I put the apple back into the fruit bowl and retrieved an orange. After a deep breath, I said, “This orange is our moon.”
“Pretty big for a moon,” Toogie huffed, to which I did not respond.
“I agree,” Grace replied softly as she patted Toogie’s hand. “Let’s allow him to finish so we won’t have to hold dinner.”
“Now,” I continued, “as we know, the moon circles the earth.” To emphasize this fact, I rotated the orange in a circular motion.”
“Wait a minute,” Grace interrupted. “That’s the moon in your left hand?”
I nodded and Grace continued, “And the flashlight in your right hand is the sun?”
When I nodded again, Grace concluded, “Pardon me for saying so, but it looks like you have the moon circling next to the sun.”
“Yeah, Copernicus,” Toogie piped up. “The orange needs to circle around the refrigerator.”
“In real life it does!” I sputtered.
Sensing my exasperation, Grace offered, “Would it help then if we held the orange since we are closer to the refrigerator?”
“No,” I sighed. “I need the moon, I mean the orange, so that I can have it block out the light from the flashlight, or sun, when the moon—the orange—passes between the sun—the flashlight—and the refrigerator—which is the earth.”
Toogie leaned toward Grace and remarked in a stage whisper, “I don’t think he’s going to get a very good grade on this science project.”
Undaunted, I proceeded. “Watch what happens to that reflection on the fridge.”
As I slowly moved the orange in front of the flashlight, the circle of light on the refrigerator slowly disappeared until it was fully blotted out.
“Voila!” I declared, triumphantly. “That, folks, is a total eclipse of the sun!”
“Total eclipse of the sun,” Toogie mused slowly. “Aren’t those lyrics from some song?”
“You’re So Vain,” Grace piped up. “By Carly Simon. Some people think she was describing Warren Beatty.”
“I thought it was David Bowie,” Toogie replied.
“Ladies, please!” I interrupted. “We are talking about a major astrological event here.”
“He means astronomical,” Grace whispered.

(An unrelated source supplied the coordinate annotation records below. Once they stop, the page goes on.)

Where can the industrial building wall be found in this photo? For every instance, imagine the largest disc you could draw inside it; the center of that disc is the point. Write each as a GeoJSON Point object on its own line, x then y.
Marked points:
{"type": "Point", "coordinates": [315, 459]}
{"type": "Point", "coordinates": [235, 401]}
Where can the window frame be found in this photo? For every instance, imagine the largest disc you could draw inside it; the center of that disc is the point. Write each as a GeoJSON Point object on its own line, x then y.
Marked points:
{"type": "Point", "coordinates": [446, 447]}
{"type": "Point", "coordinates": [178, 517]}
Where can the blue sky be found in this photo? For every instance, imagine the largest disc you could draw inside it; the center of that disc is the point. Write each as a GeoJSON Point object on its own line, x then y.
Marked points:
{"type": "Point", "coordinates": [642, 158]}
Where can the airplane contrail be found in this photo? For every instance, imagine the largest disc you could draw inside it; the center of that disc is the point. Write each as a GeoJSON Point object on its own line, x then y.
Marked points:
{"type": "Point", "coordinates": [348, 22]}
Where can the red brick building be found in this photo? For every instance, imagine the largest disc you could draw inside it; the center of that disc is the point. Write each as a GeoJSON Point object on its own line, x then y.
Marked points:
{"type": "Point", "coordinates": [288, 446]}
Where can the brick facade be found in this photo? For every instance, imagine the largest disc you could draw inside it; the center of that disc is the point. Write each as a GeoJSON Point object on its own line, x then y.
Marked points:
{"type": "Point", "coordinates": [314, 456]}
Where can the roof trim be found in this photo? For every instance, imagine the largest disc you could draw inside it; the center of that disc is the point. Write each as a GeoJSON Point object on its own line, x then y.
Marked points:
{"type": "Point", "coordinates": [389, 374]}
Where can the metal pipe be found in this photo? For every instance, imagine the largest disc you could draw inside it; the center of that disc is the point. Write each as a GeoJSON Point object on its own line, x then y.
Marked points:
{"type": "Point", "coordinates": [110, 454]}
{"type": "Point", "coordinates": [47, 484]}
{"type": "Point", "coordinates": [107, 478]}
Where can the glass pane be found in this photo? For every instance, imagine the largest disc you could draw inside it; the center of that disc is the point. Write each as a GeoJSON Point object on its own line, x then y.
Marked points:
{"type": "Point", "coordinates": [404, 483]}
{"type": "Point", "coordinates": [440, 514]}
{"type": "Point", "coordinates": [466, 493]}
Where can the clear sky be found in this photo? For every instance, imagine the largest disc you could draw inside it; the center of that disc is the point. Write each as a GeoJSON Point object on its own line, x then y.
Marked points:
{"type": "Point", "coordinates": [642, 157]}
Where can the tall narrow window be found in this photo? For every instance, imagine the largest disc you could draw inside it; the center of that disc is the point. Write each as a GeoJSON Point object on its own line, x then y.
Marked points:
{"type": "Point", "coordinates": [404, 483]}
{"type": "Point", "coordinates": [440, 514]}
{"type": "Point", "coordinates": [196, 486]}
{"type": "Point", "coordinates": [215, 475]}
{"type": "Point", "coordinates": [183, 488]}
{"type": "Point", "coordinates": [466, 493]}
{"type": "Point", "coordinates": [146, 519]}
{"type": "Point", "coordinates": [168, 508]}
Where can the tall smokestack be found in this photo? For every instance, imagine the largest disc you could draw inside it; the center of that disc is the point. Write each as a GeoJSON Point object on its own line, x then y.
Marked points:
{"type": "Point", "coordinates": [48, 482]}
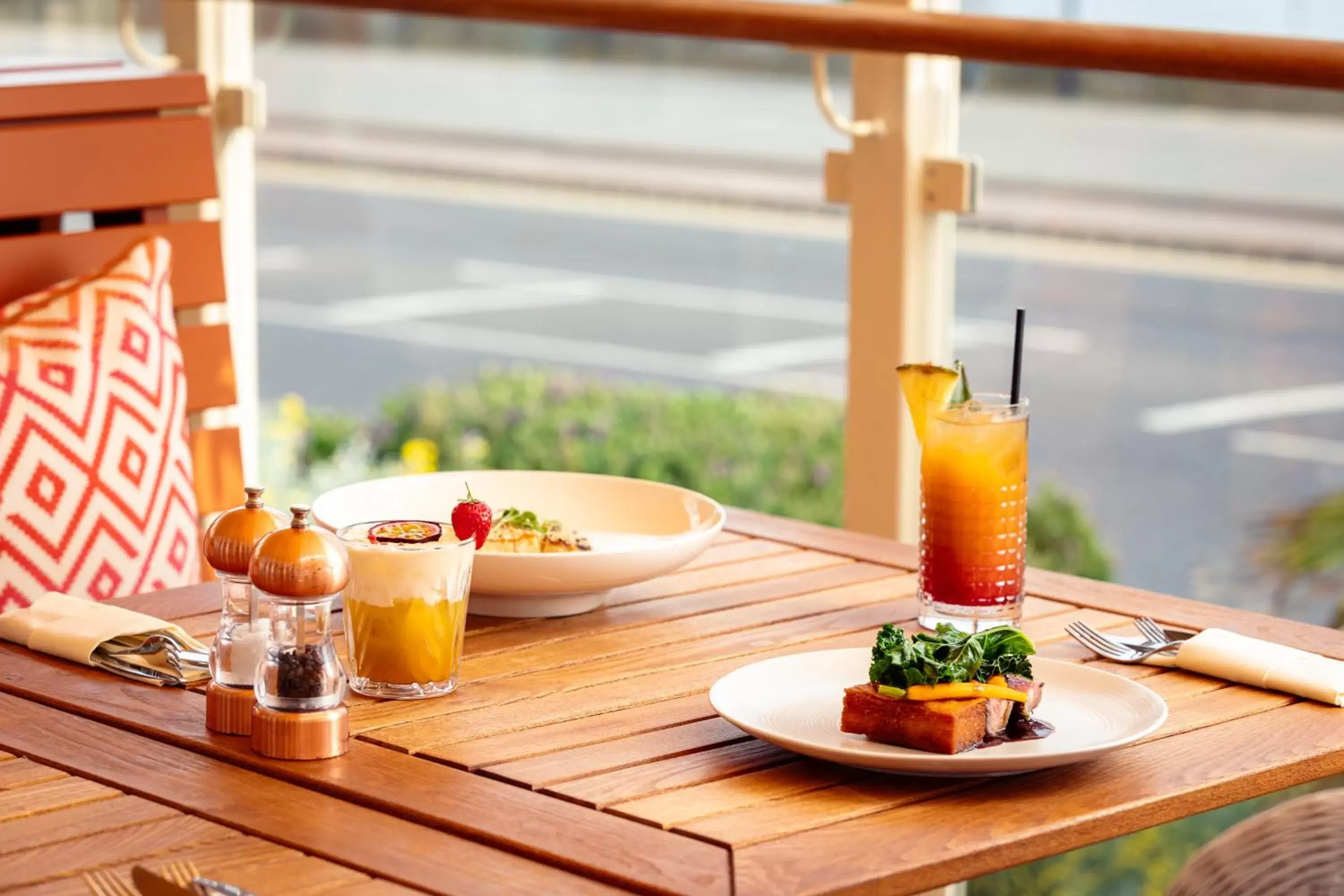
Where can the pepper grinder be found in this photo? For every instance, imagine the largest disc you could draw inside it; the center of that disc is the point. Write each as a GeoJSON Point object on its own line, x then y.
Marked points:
{"type": "Point", "coordinates": [241, 640]}
{"type": "Point", "coordinates": [299, 571]}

“We’ll experience some really cool, amazing things,” I declared. “For example, we will see a 360 degree sunset.”
When they did not respond, I pointed toward the kitchen baseboards. “In every direction. North, South, East, West. Sunset all around.”
“It would have helped if you had baseboard lighting,” Toogie offered.

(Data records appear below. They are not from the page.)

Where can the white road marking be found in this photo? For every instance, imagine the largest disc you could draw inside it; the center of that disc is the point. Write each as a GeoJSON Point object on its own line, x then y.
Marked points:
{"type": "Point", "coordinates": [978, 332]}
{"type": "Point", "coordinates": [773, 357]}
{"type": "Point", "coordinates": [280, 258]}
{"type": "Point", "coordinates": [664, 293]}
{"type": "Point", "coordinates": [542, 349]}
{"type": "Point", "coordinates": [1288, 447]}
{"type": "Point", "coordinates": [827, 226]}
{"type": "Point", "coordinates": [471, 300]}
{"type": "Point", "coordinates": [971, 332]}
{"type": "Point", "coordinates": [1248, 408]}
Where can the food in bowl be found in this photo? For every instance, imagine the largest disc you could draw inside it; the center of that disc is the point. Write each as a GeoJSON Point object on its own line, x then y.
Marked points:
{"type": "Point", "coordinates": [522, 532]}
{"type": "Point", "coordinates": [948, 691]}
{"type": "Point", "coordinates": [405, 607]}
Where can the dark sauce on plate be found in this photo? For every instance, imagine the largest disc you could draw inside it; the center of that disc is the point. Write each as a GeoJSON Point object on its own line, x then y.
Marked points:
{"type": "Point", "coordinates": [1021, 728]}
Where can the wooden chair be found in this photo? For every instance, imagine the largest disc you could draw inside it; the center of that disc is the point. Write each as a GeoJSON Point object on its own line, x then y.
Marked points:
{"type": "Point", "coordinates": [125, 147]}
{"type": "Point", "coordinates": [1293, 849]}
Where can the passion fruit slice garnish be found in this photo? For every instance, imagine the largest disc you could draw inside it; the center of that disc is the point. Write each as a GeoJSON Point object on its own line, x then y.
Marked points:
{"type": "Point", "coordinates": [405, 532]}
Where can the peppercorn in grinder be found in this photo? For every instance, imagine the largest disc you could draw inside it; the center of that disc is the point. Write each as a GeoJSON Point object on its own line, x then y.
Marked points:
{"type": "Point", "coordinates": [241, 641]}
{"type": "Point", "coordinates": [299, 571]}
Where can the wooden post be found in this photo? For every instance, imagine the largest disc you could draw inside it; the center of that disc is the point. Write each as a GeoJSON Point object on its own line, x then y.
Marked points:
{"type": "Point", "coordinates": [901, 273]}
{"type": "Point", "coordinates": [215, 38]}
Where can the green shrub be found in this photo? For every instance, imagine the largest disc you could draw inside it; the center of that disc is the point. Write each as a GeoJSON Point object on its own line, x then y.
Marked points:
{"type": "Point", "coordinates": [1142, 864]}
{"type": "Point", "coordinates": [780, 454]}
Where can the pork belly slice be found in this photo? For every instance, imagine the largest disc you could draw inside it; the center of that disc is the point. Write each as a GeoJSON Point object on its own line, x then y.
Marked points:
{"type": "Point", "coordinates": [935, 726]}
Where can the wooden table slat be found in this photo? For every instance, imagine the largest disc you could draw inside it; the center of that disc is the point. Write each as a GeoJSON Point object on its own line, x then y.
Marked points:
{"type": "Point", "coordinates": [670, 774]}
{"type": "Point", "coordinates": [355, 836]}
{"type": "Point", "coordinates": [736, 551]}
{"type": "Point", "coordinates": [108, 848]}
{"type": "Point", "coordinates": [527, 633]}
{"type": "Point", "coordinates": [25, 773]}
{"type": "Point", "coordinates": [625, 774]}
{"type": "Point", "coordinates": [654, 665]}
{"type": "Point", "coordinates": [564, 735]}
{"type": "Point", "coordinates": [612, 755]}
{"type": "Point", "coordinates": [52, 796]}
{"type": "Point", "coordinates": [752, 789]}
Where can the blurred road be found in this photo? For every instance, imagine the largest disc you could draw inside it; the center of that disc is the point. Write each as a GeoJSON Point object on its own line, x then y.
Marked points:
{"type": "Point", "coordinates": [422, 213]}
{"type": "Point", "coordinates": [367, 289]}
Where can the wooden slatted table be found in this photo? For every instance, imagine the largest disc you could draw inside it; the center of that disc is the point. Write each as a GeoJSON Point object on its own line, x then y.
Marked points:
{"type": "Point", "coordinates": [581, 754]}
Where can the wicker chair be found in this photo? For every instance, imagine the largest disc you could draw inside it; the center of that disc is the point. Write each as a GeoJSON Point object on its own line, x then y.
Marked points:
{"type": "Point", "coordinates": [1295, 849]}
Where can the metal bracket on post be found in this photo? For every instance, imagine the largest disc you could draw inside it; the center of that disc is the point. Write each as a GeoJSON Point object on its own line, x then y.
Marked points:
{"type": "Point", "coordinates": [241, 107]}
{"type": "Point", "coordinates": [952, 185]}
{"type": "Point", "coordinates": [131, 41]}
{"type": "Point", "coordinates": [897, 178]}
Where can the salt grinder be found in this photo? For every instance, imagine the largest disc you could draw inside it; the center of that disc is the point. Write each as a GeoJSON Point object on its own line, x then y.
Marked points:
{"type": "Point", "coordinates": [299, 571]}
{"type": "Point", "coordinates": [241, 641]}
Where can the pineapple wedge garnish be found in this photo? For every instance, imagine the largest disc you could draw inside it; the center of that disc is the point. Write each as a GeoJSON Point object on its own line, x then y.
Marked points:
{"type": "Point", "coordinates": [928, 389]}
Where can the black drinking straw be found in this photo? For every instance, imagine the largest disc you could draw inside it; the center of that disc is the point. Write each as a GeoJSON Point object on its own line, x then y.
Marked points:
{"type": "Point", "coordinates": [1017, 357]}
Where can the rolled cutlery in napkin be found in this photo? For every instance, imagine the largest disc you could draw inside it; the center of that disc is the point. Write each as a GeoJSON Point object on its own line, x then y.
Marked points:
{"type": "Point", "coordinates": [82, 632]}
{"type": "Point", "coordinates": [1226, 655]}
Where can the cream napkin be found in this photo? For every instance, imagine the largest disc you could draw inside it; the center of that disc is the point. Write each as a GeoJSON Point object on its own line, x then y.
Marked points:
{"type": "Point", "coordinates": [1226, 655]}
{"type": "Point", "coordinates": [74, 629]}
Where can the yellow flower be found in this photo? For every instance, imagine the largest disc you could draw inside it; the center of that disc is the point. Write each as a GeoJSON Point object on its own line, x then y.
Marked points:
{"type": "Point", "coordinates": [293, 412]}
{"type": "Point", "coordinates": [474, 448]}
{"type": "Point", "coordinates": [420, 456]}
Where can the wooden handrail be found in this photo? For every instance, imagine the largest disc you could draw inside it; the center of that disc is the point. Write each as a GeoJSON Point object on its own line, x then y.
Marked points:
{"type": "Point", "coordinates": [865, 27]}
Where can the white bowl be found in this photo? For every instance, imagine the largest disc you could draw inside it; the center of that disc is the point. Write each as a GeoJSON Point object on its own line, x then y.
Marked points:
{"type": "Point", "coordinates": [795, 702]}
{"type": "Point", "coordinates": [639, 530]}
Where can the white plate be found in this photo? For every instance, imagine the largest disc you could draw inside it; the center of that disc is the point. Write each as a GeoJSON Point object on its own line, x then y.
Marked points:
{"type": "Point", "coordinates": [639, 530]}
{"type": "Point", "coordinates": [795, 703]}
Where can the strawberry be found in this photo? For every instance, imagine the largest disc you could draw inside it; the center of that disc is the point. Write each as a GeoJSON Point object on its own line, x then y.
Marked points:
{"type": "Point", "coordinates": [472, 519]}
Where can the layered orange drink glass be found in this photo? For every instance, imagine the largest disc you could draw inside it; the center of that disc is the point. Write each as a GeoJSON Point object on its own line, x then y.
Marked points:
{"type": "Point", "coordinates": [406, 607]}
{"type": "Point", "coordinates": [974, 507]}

Grace covered her mouth to hide a chuckle.
“When the sun is fully covered,” I explained, “we will see stars like we do at night.”
“Point your flashlight at the ceiling,” Grace suggested.
Dutifully, I did and Toogie quipped, “Looks a lot like the sun to me.”
“Wait,” Grace declared, opening a cabinet drawer. She retrieved a metal colander and held it over the flashlight producing a sky of stars on the ceiling.
Continuing the lesson, I revealed, “And when it gets dark, the temperature will drop by ten to fifteen degrees.”
“I got this one,” Toogie declared, opening the refrigerator door.
“Now for the final act,” I proclaimed. “If you will close the refrigerator door, I will display how the moon traverses its path and the sun will reappear.”
“I think we get it,” Grace injected. “Plus, it’s dinner time.” Ever mindful of my efforts, she added, “That was a wonderful astronomy presentation, Sweetheart.”
Grace and Toogie clapped politely as I turned off the flashlight and returned the orange to the fruit basket.
“How about a drink?” Grace inquired. “Maybe a Blue Moon beer with a slice of orange?” She leaned closer, smiled and cooed, “Have I told you lately that I love you more than the flashlight, the orange and the colander?”
It took a moment for the translation to sink in. I smiled back at her and reflected on the fact that I am the luckiest guy in the universe.